Living five hours away from school, on a good traffic day, limits the amount of home visits I can make. I only come back for Thanksgiving, winter break, and spring break. Growing up with the mindset that this is some sort of collegiate rite of passage -- living far enough away that I am forced to learn to live on my own -- I have been surprised again and again by the amount of people who think this is a struggle. People cannot believe that I am okay with it. After they finish interrogating me about why I chose to go to school so far away, knowing that this would be the inevitable consequence, they always ask the same question: is it strange to go back when you do go back? I am never quite sure how to answer this one.
It is great to go back home. Seeing loved ones after such a long time apart, visiting old friends and familiar places, and finally playing with the dog and cats again is an indescribable feeling. But it is strange in a way, because the time apart casts a telling spotlight on even the most minute changes. It is so rare that we see a gradual change as it is happening, but stop by before and after and it might as well be a completely different thing.

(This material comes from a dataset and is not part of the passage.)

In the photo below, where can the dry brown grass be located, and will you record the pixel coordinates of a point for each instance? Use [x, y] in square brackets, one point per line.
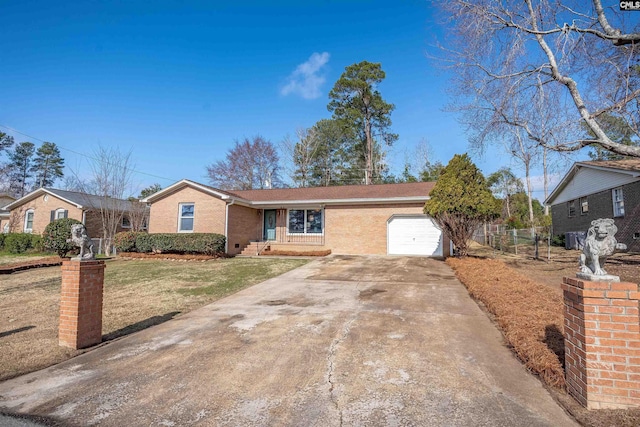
[527, 305]
[137, 294]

The strangeness comes, not from a change in my home or hometown, but from being able to see the growth I have made as a result of being so far away from home. At times, I feel like I haven't changed at all, and it's like I never left, but some things that used to be so familiar and commonplace seem like a walk through time. All of a sudden, you find yourself in your backyard where you used to have bonfires with all your friends, or in the garden where you threw tomatoes at your sister, and it is like you are borrowing someone else's eyes to look at it. You see and feel another life, an old life, and it takes you by surprise because you haven't even been gone that long.
You know how things are so much easier to handle when they are not your fault? Like how it's easier to leave something when your parents make you, or how you have less of a problem running when a coach says you have to? Understanding the change is sort of like that. The nostalgia would make me a lot more sad if I could stop time or prevent the change that time takes. But I wouldn't, even if I could.
So for all of you first time backers, or anyone considering a college far away, or who gets asked that question as frequently as I do, I hope this helps. It is time for us to make a new old, and know that someday we will be sad that it's gone and happy that it happened, at the same time. We will be happy that we did it, and proud to call it our past.